Perimeter metering control for two-region urban networks: A deep reinforcement learning approach
Department of Civil and Environmental Engineering
Pennsylvania State University
Various perimeter control strategies have been proposed for urban traffic networks that rely on the existence of well-defined relationships between network productivity and accumulation, known more commonly as network Macroscopic Fundamental Diagrams (MFD). Most existing perimeter control strategies require accurate modeling of traffic dynamics with full knowledge of the network’s MFD. However, such information is generally difficult to obtain and subject to error. This talk describes recent efforts to alleviate this using deep reinforcement learning for networks made up of two unique regions. The proposed methods are completely model free in that they do not require knowledge of the network’s MFD. The algorithm learns the consequences of different control actions over time and uses this information to obtain optimal control policies under different situations. Results from numerical experiments show that the proposed method: (a) can stably learn perimeter control strategies under various types of environment configurations; (b) can consistently outperform the state-of-the-art, model predictive control (MPC); (c) demonstrates sufficient transferability to a wide range of traffic conditions and dynamics in the environment; and, (d) exhibits great potential for practical implementation.

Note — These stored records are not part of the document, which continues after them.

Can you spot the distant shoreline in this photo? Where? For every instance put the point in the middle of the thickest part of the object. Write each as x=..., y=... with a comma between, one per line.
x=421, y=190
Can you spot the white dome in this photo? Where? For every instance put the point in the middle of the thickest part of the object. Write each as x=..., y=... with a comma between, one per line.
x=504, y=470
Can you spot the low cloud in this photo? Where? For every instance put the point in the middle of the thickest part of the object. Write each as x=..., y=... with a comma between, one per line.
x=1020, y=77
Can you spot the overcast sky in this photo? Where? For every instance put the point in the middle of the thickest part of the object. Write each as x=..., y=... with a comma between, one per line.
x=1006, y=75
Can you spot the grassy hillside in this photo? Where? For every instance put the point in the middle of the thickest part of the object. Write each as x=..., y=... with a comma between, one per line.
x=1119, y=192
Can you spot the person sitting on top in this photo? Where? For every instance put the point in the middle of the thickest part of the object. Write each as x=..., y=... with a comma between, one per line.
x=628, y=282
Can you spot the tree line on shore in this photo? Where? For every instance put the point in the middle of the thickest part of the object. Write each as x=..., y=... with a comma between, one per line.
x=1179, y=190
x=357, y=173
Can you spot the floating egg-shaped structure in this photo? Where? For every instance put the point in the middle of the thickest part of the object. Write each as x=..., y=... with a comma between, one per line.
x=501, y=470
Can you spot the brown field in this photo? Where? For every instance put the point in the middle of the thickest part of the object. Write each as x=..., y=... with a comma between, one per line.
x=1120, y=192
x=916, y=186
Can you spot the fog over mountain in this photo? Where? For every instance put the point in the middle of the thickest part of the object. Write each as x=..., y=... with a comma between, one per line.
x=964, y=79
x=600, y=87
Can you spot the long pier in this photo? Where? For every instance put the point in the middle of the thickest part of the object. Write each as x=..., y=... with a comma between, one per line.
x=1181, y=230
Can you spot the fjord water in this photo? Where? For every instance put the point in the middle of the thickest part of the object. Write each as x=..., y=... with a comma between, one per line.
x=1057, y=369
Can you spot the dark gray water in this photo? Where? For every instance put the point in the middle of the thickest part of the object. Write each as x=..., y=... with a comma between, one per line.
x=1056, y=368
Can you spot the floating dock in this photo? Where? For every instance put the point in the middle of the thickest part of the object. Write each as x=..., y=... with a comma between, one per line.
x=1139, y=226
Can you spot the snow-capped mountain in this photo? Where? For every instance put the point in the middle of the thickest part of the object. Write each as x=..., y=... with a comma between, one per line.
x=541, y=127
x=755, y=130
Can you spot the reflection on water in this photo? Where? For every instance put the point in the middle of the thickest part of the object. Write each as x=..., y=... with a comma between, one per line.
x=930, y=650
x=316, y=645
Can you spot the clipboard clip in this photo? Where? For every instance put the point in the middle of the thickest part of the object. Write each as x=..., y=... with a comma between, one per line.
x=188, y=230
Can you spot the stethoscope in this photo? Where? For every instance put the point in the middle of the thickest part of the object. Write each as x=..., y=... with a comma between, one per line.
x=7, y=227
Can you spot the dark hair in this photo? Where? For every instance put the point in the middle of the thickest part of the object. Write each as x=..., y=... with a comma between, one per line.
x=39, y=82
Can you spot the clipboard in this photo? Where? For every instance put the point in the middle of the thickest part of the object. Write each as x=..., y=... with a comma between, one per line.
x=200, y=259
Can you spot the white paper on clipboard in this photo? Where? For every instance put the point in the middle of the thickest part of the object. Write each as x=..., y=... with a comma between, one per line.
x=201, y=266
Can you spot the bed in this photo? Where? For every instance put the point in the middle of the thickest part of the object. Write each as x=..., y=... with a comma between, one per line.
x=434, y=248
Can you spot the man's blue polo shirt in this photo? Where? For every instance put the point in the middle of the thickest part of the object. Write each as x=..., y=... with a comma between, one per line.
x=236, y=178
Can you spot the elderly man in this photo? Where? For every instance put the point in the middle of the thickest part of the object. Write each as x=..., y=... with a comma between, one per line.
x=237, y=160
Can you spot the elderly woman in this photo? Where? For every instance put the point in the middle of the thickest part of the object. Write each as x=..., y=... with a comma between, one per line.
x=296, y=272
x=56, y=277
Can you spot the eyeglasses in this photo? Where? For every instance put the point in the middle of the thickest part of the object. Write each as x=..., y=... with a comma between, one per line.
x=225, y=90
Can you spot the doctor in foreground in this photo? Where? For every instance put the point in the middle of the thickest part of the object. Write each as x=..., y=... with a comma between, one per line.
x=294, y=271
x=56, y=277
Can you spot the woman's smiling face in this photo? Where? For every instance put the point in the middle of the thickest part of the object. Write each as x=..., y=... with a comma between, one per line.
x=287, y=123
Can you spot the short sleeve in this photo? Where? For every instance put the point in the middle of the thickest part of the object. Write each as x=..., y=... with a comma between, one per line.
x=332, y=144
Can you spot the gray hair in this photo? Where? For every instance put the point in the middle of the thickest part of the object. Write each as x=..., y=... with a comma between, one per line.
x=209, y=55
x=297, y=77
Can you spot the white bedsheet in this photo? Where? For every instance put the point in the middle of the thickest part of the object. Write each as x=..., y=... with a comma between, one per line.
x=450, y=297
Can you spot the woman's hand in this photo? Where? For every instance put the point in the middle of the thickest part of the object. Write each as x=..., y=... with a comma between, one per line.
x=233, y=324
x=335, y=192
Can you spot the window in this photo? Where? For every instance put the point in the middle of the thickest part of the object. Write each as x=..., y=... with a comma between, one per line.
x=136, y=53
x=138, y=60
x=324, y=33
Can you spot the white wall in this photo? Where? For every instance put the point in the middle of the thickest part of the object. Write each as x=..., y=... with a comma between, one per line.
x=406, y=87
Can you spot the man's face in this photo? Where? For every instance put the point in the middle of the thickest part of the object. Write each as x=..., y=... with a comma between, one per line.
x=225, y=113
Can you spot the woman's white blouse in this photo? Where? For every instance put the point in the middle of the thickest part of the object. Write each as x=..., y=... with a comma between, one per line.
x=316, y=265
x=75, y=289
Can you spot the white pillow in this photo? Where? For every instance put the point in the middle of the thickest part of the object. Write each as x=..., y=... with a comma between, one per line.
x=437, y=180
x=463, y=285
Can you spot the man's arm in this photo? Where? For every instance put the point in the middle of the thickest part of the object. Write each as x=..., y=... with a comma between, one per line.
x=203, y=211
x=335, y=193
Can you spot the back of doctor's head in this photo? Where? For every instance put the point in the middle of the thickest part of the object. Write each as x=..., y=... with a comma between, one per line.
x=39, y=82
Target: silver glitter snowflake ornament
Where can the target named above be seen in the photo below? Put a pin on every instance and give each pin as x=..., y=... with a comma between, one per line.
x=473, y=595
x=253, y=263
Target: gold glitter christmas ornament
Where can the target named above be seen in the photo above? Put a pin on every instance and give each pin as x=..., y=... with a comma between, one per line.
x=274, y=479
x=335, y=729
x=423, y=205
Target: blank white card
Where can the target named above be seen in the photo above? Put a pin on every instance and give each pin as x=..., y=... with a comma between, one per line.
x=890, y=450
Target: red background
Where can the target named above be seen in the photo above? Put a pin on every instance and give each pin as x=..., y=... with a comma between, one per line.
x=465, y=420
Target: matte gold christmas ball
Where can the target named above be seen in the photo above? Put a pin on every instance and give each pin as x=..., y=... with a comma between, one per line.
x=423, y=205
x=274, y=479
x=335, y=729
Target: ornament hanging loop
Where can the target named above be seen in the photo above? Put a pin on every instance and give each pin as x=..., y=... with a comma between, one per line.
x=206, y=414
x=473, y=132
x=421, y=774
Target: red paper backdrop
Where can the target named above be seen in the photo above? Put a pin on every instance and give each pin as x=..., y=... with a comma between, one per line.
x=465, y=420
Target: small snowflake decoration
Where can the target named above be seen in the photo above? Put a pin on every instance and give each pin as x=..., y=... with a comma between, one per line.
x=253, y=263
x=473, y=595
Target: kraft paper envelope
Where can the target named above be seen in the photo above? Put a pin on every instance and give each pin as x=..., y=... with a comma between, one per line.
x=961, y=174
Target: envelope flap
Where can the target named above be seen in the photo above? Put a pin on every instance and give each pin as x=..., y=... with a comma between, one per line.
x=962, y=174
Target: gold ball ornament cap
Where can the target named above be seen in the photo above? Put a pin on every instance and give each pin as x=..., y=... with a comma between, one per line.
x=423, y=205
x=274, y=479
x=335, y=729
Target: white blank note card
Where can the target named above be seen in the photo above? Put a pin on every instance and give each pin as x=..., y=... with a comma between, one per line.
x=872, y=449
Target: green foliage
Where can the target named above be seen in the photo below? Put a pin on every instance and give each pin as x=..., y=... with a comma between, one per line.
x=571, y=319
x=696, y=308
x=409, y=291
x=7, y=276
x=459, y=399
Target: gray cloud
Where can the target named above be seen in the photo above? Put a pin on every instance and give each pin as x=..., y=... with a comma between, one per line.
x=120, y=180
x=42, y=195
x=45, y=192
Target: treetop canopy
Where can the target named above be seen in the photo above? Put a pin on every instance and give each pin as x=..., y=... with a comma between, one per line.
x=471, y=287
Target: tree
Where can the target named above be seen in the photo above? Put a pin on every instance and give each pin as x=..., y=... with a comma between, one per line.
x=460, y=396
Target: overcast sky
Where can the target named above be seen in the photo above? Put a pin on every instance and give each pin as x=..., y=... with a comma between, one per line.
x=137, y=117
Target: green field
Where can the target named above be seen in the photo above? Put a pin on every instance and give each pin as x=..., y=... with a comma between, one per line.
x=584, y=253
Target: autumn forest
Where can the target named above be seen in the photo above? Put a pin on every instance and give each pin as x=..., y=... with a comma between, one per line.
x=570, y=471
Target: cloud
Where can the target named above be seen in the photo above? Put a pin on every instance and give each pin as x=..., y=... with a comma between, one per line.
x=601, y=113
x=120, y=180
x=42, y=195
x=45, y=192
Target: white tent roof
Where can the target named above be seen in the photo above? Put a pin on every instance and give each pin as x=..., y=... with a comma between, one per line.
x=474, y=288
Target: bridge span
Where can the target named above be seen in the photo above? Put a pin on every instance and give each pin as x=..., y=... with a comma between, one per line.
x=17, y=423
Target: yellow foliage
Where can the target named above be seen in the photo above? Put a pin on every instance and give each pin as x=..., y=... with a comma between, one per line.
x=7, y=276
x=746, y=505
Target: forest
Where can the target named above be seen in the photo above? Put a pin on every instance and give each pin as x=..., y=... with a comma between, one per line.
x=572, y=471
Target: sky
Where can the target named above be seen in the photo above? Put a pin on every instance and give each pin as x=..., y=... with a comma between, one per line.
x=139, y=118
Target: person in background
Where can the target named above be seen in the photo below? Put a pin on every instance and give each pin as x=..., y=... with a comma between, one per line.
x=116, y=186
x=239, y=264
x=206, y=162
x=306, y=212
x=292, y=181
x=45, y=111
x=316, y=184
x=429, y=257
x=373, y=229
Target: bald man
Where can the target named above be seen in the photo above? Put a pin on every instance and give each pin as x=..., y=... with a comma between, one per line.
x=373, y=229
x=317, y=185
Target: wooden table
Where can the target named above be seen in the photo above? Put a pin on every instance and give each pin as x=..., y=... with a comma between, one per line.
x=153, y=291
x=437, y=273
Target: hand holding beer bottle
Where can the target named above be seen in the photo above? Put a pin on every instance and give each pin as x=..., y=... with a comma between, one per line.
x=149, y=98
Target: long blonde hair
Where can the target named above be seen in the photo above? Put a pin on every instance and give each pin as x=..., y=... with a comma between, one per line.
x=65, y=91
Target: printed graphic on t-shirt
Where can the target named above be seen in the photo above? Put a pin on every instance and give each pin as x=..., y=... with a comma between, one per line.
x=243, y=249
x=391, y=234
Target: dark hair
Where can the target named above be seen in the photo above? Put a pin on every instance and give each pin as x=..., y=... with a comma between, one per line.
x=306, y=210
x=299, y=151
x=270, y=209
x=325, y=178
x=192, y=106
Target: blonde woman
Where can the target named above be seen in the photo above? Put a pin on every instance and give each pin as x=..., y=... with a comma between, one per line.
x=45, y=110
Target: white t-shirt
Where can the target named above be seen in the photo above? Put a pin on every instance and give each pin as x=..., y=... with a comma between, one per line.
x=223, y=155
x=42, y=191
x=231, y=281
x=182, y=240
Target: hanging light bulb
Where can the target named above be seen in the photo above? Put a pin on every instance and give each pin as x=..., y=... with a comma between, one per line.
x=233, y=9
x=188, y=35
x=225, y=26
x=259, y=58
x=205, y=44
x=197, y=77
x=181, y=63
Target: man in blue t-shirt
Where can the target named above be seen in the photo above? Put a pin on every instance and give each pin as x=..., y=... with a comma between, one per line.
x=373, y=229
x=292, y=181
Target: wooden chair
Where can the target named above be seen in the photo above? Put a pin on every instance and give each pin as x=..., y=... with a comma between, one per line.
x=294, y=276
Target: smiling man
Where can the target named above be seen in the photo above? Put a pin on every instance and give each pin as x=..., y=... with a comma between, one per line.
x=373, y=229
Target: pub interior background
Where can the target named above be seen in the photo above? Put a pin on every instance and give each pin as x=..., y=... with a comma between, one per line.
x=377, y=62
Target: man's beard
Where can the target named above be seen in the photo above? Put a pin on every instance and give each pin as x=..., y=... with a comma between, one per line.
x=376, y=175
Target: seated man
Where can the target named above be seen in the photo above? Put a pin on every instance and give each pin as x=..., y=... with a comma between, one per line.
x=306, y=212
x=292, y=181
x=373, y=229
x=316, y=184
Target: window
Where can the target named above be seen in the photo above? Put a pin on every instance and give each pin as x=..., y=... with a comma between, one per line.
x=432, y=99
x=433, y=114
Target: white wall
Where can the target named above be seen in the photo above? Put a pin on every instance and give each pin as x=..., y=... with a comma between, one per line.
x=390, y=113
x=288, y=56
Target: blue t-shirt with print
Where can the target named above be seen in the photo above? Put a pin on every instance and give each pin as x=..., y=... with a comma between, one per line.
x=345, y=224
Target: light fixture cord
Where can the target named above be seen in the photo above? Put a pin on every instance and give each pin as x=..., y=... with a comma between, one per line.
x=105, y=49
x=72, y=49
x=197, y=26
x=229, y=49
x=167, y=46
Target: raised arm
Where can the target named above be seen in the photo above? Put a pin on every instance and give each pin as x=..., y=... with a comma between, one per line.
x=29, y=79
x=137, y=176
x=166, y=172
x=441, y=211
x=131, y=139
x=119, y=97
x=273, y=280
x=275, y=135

Dr. Vikash V. Gayah received his B.S. and M.S. degrees from the University of Central Florida (2005 and 2006, respectively) and his Ph.D. degree from the University of California, Berkeley (2012). Dr. Gayah’s research focuses on urban mobility, traffic operations, traffic flow theory, traffic safety and public transportation. He has authored over 50 peer-reviewed journal articles, over 50 refereed conference proceedings, and numerous research reports to sponsors. He has worked on research contracts valued at more than $5 million, sponsored by the Pennsylvania, Washington State, Montana and South Dakota Departments of Transportation, US Department of Transportation (via the Mineta National Transit Research Consortium and the Mid-Atlantic Universities Transportation Center), Federal Highway Administration, National Cooperative Highway Research Program and National Science Foundation.